In this patent document, the word “comprising” is used in its non-limiting sense to mean that items following the word are included, but items not specifically mentioned are not excluded. A reference to an element by the indefinite article “a” does not exclude the possibility that more than one of the element is present, unless the context clearly requires that there be one and only one of the elements.

The scope of the claims should not be limited by the illustrated embodiments set forth as examples, but should be given the broadest interpretation consistent with a purposive construction of the claims in view of the description as a whole.

Claims

1. An active noise cancellation system for cancelling noise within an enclosed space, comprising:

at least one microphone for detecting acoustic noise, the at least one microphone being positioned outside of the enclosed space;

a processor receiving input from the microphone and computing a noise cancellation signal; and

at least one sound emitter receiving instructions from the processor and generating the noise cancellation signal, the at least one sound emitter being positioned outside of the enclosed space, such that acoustic noise detected by the at least one microphone is cancelled prior to the acoustic noise entering the enclosed space.

2. The active noise cancellation system of claim 1, wherein more than one microphone is provided to detect incoming noise prior to the noise cancellation signal being generated.

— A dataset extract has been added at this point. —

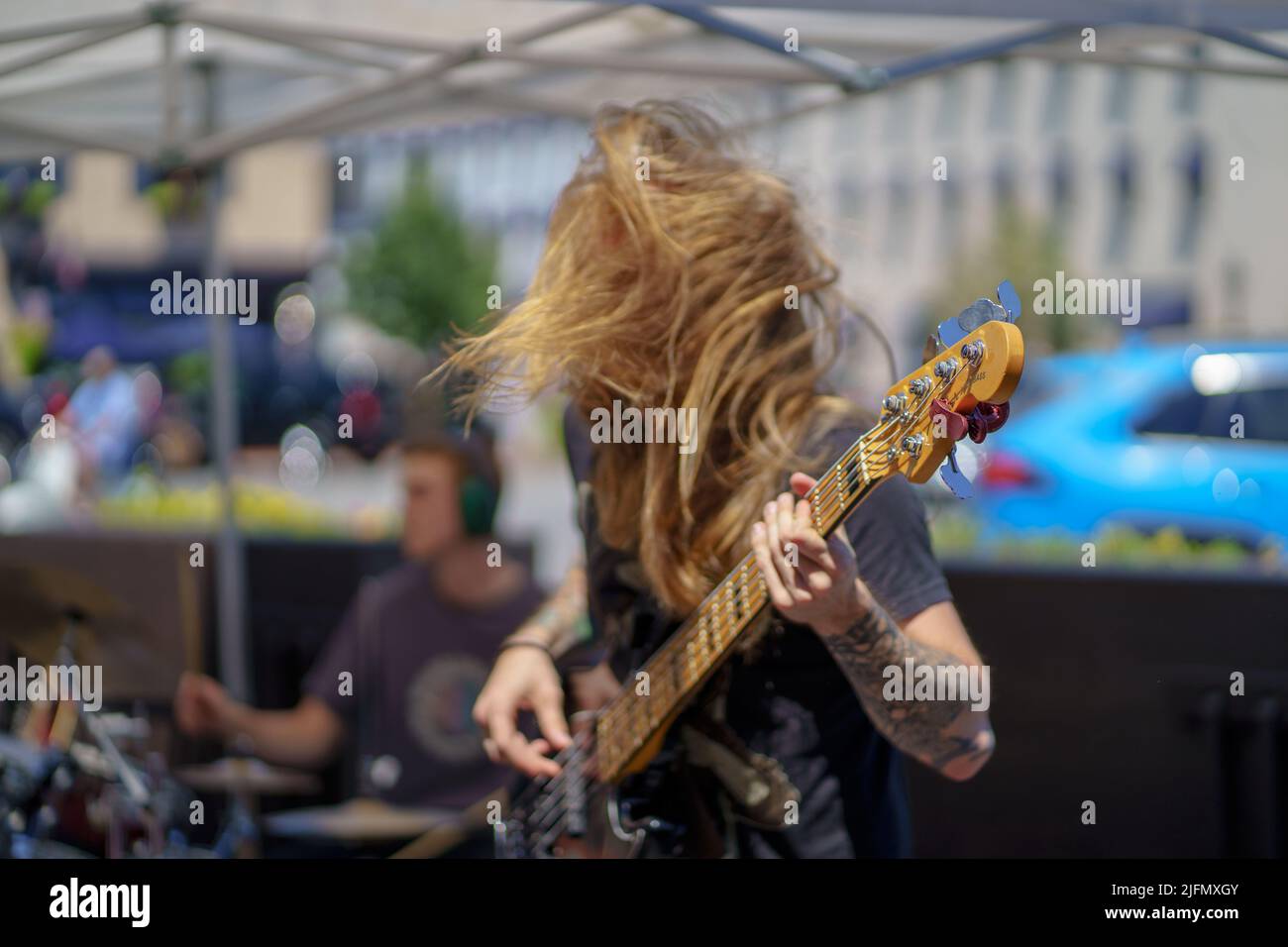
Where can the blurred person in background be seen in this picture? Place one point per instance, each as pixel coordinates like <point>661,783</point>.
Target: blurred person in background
<point>104,416</point>
<point>400,672</point>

3. The active noise cancellation system of claim 1, wherein the at least one microphone is positioned between the enclosed space and the loudspeakers, such that the at least one microphone is not, exposed to the noise cancellation signal.

4. The active noise cancellation system of claim 1, wherein more than one microphone is provided including at least one reference microphone to detect incoming noise prior to the noise cancellation signal being generated and at least one verification microphone to verify the effectiveness of the noise cancellation signal in cancelling the incoming noise.

5. The active noise cancellation system of claim 4, wherein the at least one verification microphone is positioned between the enclosed space and the loudspeakers, such that the at least one verification microphone is not exposed to the noise cancellation signal.

6. The active noise cancellation system of claim 1, wherein the enclosed space is a room.

7. The active noise cancellation system of claim 1, wherein the at least one microphone is positioned at a point of entry to the enclosed space.

8. The active noise cancellation system of claim 7, wherein the point of noise entry is a window through which noise enters and the at least one microphone is positioned outside of the window.

9. The active noise cancellation system of claim 4, wherein there is an array of reference microphones.

10. The active noise cancellation system of claim 4, wherein there is an array of verification microphones.

11. The active noise cancellation system of claim 1, wherein there is an array of sound emitters.

12. The active noise cancellation system of claim 1, wherein the processor is programmed to permit selected sound frequencies to pass without cancellation.

13. The active noise cancellation system of claim 1, wherein the processor is programmed to remain dormant without implementing noise cancellation until a pre-set acoustic threshold is reached.

14. The active noise cancellation system of claim 1, wherein the processor is programmed to only operate generating a noise cancellation signal between at specified times and is programmed to remain dormant without implementing noise cancellation at other times.

15. A method of active noise cancellation system for cancelling noise within an enclosed space, comprising:

detecting incoming acoustic noise outside of the enclosed space; and

generating a noise cancellation signal outside of the enclosed space, such that incoming acoustic noise is cancelled prior to the incoming acoustic noise entering the enclosed space.